First, P2PE is the name of the assessment process that validates the solutions. So any solution on the PCI SSC’s Web site under the P2PE validated solutions will allow the merchant to be eligible to use the SAQ P2PE. Other factors that come into play with this are the merchant level of the merchant and if the merchant has any other payment channels. SAQs can only be used by merchant Level 3 & 4 (MasterCard requires Level 2 merchants to do a ROC). If the merchant has eCommerce in addition to card present for example, then they could not use the SAQ P2PE.
Your statement about MasterCard’s requirement is not strictly true. MasterCard’s Level 2 validation requirements state, “EITHER Annual Self-assessment Questionnaire conducted by an ISA or QSA acting as an ISA OR, at merchant’s discretion, annual onsite assessment conducted by a QSA”. A ROC is discretionary, not mandatory with MC.
Agreed.
Well written, thanks again for the useful insight.
The PCI standards will still exist, it just will not be that big a deal for merchants that have implemented P2PE/E2EE and tokenization. They will likely sign some official form and submit it to their bank that they still have P2PE/E2EE and tokenization and no longer present a risk to the card processing ecosystem.
The reason I believe the standards have to exist is because without them, organizations that do process, store or transmit sensitive authentication data (SAD) and cardholder data (CHD) will fall back into old bad habits without having someone to constantly remind them of their responsibilities. However the organizations that will covered by those regulations will be transaction gateways, transaction processors, card issuers and the banks – not merchants who will be out of the SAD/CHD data loop.

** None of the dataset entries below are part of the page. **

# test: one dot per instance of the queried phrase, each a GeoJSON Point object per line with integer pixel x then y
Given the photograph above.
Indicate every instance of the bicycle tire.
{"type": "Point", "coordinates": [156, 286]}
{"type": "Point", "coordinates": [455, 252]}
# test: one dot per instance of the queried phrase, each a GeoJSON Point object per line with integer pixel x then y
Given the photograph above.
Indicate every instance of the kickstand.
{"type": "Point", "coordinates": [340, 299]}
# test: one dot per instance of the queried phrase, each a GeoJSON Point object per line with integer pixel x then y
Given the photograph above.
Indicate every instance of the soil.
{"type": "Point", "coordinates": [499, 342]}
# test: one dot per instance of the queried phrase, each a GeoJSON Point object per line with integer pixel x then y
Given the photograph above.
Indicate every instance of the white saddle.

Well put. The Council has turned into what many well-meaning groups do if they stick around too long: an organization dedicated to its own longevity. The Five C’s that started it (Visa, MasterCard, American Express, Discover and JCB) could easily have subsidized a small group dedicated to developing new, open methods for card and transaction protection but it turned itself into a profit center. They created a mini-industry of ASV Scanners and QSA’s who rely on the Council for their longevity, feeding the Council and their own existence with their membership fees.
In retrospect the Heartland breach was the best thing that could have happened to the industry because they found religion and pushed end-to-end encryption when the Council didn’t even have it on its agenda. E2EE, P2PE and tokenization became a disruptive technology to the Council’s existence and business model.
The future of PCI, I think is without PCI or PCI assigned to a specialist company of PCI wholesaling PCI free (100% “compliant”) merchant accounts. Some invention is needed perhaps. Otherwise the result will be millions of small businesses and self employed people closing their merchant accounts and going all cash while new and more, more and new and new and more PCI and other fees that are born every so often are strangling small merchants with no way to become PCI compliant. I am one of them and I just closed my merchant account going all cash after many years being charged ridiculous and ever growing amounts of fees and charges and what’s worst that I had no choice but to pay those fees and charges and penalties, since it was intentionally made so I do not comply with PCI so they can keep on charging their “PCI non-compliant penalties and fees” on top of fees and on top of more fees and I have a proof of that. Bye bye PCI, I feel so relieved now and free just like back in the 1776.